Disparition d'Estelle Mouzin : Michel Fourniret relance l'enquête

04 juin 2019

Le tueur en série et son ex-épouse Monique Olivier ont tous deux évoqué l'affaire séparément devant une juge d'instruction, rapporte « 20 Minutes ».

Depuis 2007, Michel Fourniret n'était plus mis en cause dans l'affaire de la petite Estelle Mouzin, disparue en 2003 à Guermantes, en Seine-et-Marne. Le nom de Fourniret avait été à de nombreuses reprises évoqué, mais en vain, jusqu'à ces derniers mois, rapporte le journal 20 Minutes.

Spontanément, Monique Olivier aurait évoqué de nouveau l'affaire le 5 février dernier, alors qu'elle faisait face à la juge d'instruction Sabine Khéris. Interrogée sur les disparitions de deux autres jeunes femmes, Joanna Parrish et Marie-Angèle Domèce, l'ex-épouse de l'Ogre des Ardennes se met alors à parler d'Estelle Mouzin. Elle motive même son intention, « compte tenu du temps qui passe et pour aider les familles des victimes », relate 20 Minutes.

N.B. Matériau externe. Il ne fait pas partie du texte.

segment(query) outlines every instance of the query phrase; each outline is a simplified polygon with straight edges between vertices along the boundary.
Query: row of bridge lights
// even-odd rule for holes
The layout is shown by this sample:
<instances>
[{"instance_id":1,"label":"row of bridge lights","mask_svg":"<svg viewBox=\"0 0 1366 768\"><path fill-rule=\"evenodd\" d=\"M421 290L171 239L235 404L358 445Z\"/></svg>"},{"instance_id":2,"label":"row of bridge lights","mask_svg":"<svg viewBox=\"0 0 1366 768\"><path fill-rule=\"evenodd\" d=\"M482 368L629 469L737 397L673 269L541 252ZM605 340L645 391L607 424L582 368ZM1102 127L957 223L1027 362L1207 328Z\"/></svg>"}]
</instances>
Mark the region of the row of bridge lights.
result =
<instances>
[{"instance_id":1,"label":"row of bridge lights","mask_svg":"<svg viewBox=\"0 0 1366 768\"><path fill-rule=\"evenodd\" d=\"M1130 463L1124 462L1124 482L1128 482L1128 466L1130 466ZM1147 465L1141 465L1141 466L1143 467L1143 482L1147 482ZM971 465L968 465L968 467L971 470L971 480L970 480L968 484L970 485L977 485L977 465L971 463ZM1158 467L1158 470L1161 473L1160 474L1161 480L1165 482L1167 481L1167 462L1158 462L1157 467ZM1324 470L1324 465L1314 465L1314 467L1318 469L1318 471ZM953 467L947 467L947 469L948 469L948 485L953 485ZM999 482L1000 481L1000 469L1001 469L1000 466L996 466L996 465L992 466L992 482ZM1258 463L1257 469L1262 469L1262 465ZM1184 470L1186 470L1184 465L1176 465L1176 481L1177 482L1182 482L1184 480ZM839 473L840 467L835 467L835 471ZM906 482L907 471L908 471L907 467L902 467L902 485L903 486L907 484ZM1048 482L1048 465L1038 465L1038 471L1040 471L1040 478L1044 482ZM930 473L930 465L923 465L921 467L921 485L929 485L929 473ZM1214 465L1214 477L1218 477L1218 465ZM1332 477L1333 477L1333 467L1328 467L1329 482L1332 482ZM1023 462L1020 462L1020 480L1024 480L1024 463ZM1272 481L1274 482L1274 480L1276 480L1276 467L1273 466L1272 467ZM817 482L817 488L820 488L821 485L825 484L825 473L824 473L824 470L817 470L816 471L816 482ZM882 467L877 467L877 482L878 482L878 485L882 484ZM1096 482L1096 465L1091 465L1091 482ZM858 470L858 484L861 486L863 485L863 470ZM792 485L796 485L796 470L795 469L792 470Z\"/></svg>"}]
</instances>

« Quelque chose à creuser »

C'est ensuite au tour de Michel Fourniret en personne d'évoquer l'affaire, un peu plus d'un mois après, le 14 mars, toujours face à la juge Sabine Khéris. Évasif comme souvent, il mêle cependant la disparition de Joanna Parrish à celle de la fillette de 9 ans, expliquant qu'il les a toutes les deux « croisées », sans pour autant se souvenir où, car il a « le cul merdeux ». Mais il y aurait pour lui « quelque chose à creuser ».

Les allégations de Michel Fourniret donnent toujours lieu à des interrogations. Mais, dans ce cas précis, le corps de Joanna Parrish a bien été retrouvé dans l'Yonne en 1990 et la fameuse zone « à creuser », un terme à ne pas prendre à la légère, pourrait désigner une carrière de sable se situant à côté, près de Clairefontaine (Yvelines). Le tueur en série avait déjà évoqué l'endroit en 2018, lors de son dernier procès.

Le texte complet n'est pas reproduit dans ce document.